1) Does the large gap in the implied probabilities of a Labor win in the upcoming Australian Federal Election between overall-result betting (62% at the latest update) versus seat-by-seat betting (23% at the latest update) imply some sort of arbitrage opportunity? Is the overround really that large?
2) Why the gap in the first place? I assume it’s got something to do with the particulars of just how marginal each seat is (see below), but why do the two markets disagree so much? Is one of them massively incorrect?
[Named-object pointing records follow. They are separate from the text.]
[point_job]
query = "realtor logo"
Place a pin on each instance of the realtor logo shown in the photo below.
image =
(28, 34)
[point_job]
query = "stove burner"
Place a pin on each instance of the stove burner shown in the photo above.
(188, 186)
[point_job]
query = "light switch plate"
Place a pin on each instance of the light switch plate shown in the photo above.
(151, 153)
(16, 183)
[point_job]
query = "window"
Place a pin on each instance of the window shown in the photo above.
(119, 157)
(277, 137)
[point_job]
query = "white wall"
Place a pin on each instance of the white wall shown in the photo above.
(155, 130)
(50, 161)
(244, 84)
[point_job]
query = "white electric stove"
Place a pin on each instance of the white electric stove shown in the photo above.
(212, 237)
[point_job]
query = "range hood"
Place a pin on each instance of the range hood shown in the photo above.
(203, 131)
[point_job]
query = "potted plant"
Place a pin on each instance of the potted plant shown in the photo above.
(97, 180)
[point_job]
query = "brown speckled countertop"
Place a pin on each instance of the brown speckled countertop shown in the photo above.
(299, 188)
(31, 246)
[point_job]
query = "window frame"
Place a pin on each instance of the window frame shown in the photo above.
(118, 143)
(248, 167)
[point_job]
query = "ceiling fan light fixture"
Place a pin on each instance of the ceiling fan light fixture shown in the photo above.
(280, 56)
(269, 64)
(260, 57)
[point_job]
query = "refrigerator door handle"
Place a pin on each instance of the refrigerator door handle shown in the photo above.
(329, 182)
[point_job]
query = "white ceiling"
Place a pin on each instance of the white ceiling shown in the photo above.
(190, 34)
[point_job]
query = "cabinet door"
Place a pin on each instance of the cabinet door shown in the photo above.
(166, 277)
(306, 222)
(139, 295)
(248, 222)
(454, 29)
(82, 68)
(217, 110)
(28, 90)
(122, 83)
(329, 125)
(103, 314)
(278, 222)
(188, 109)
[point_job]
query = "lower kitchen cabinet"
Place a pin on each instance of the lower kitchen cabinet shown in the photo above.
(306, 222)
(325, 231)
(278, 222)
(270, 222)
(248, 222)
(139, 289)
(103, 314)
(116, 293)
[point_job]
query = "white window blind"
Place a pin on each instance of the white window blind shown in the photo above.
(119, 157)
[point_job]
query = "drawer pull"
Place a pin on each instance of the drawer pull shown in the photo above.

For those that don’t know, I’d recommend looking at the tabular and graphical representations of the marginal seats here. Here are the guts of it (there are 150 seats in the House of Representatives):
|Uniform swing||Labor gains||Labor total||Coalition total||Result|
|2.92%||(+13)||73||75||Clear Coalition win|
|3.27%||(+14)||74||74||Sort-of-hung parliment (depending on the two independents)|
|3.27%||(+15)||75||73||Sort-of-hung parliment (depending on the two independents)|
|4.85%||(+16)||76||72||Clear Labor win|
The first 13 seats for Labor only need a 2.92% swing, or 0.22% per seat. The 14th seat will take an extra 0.35%, the 15th a further 0.90% again and the 16th another 0.71% on top. Remember that each extra percent of swing to Labor takes an increasing amount of goodwill from the electorate (i.e. increasing your swing from 1% to 2% is doable, but increasing it from 25% to 26% is effectively impossible).